The justices held that the DNR must conduct a trial-like proceeding known as a “contested case hearing” to gather more information on whether the planned bentonite clay lining for the waste basin will work as intended, Fox 9 reported.
“Today, the Supreme Court hit the reset button on PolyMet,” the Minnesota Center for Environmental Advocacy said in a statement.
“Now it’s up to Governor Walz and his agencies to make better decisions and protect Minnesotans and the water they depend on.”
The company, however, celebrated the decision.
“The Minnesota Supreme Court today resolved a key legal challenge to the PolyMet Permit to Mine and dam safety permits, overturning a lower court decision that had ordered an open-ended contested case hearing and instead limiting the contested case hearing to one specific, narrow issue,” Polymet said in a press release.
“The court’s unanimous decision affirmed the Minnesota Department of Natural Resources’ discretion to deny contested case hearings and, importantly, affirmed its decision to deny contested case hearings on every issue raised by project opponents, save one: the effectiveness of bentonite clay capping for eventual closure of the tailings basin,” the company said.
The $1 billion NorthMet project has been met with criticism and resistance from environmental groups who are concerned about its potential impact on nearby water sources.
PolyMet owns 100% of the NorthMet Project, the first large-scale project to be permitted within the Duluth Complex in northeastern Minnesota, one of the world’s major, undeveloped mining regions.

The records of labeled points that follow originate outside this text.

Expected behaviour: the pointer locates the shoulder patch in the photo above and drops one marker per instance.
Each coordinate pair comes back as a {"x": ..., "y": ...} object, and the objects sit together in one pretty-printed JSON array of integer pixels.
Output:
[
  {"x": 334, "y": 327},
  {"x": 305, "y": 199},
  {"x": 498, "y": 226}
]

The project comprises 290 million tonnes of proven and probable reserves grading 0.288% copper and 0.083% nickel and marketable reserves of palladium, cobalt, platinum and gold.
It would be Minnesota’s first copper-nickel mine.
Back in February the same Court unanimously ruled in favor of a Clean Air Act permit issued by the Minnesota Pollution Control Agency, overturning an order by the state Court of Appeals that had remanded the permit back to the agency.
Shares of St. Paul, Minnesota-based PolyMet fell about 1.4% to $3.66 after the ruling. Mining giant Glencore Plc is the company’s largest shareholder.